雨降る外の世界を眺めながら、コーヒーでも一杯いただきたくなるかと思います。

 

 

これには原曲がありまして、元はモーリス・ラヴェルの作った楽曲です。

(一応補足すると、「ボレロ」の人です。……いるか?この補足)

クープランの墓」は6曲からなる組曲でして、この「前奏曲」は比較的有名ですね。

というか、私が一番好きなクラシック曲の一つかもしれません。

ああ何も語りたくない……ただあの世界に浸っていたい……()

原曲も透明感溢れる音世界が魅力的なのですが、このHendelman氏たちの演奏は、原曲の良さを活かしつつもJazzに上手く落とし込んでいるところがミソです。初めて聴いたとき、おーそう来たか!と感激した記憶があります。

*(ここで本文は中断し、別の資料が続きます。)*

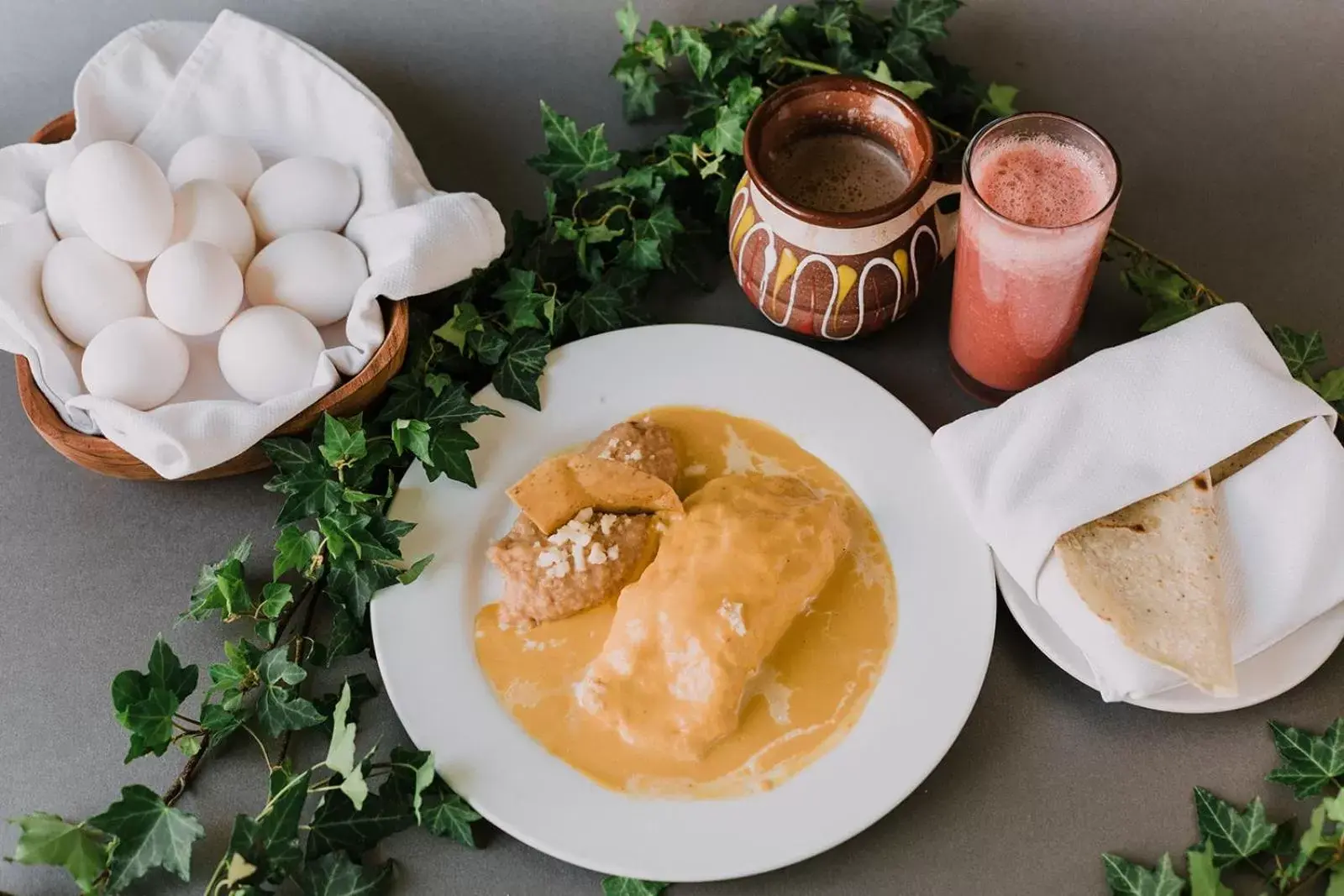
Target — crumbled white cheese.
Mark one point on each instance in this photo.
(696, 676)
(732, 614)
(549, 558)
(588, 694)
(573, 532)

というかラヴェルのコード感ってクールなJazzに近い部分ありますよね。旋法あるいはモードってやつでしょうか(不勉強)

 

 

原曲があるといいましたが、実はラヴェル自身の手で「ピアノ曲」「オーケストラ曲」の2種類作られているんですよね。

まあそれ自体は「道化師の朝の歌」「ラ・ヴァルス」のような例もあるので、特筆すべきことではないのですが、

この曲、やたらアレンジされているんですよね。

著名なのが「木管五重奏バージョン」。時々コンサートで耳にしますし、私の大学の吹奏楽サークルの部室にもありましたね。

オーボエパート棚にありましたが、勝手にパチってよくクラリネットの譜読みしてましたw

 

他にも

クラリネット6重奏バージョン」

吹奏楽バージョン」

なんと「太鼓の達人」にまであります(笑)

 

 

ですが、私が初めて聴いたのは、「サックス4重奏バージョン」。

(参考音源。(この音源を聴いた訳ではありません))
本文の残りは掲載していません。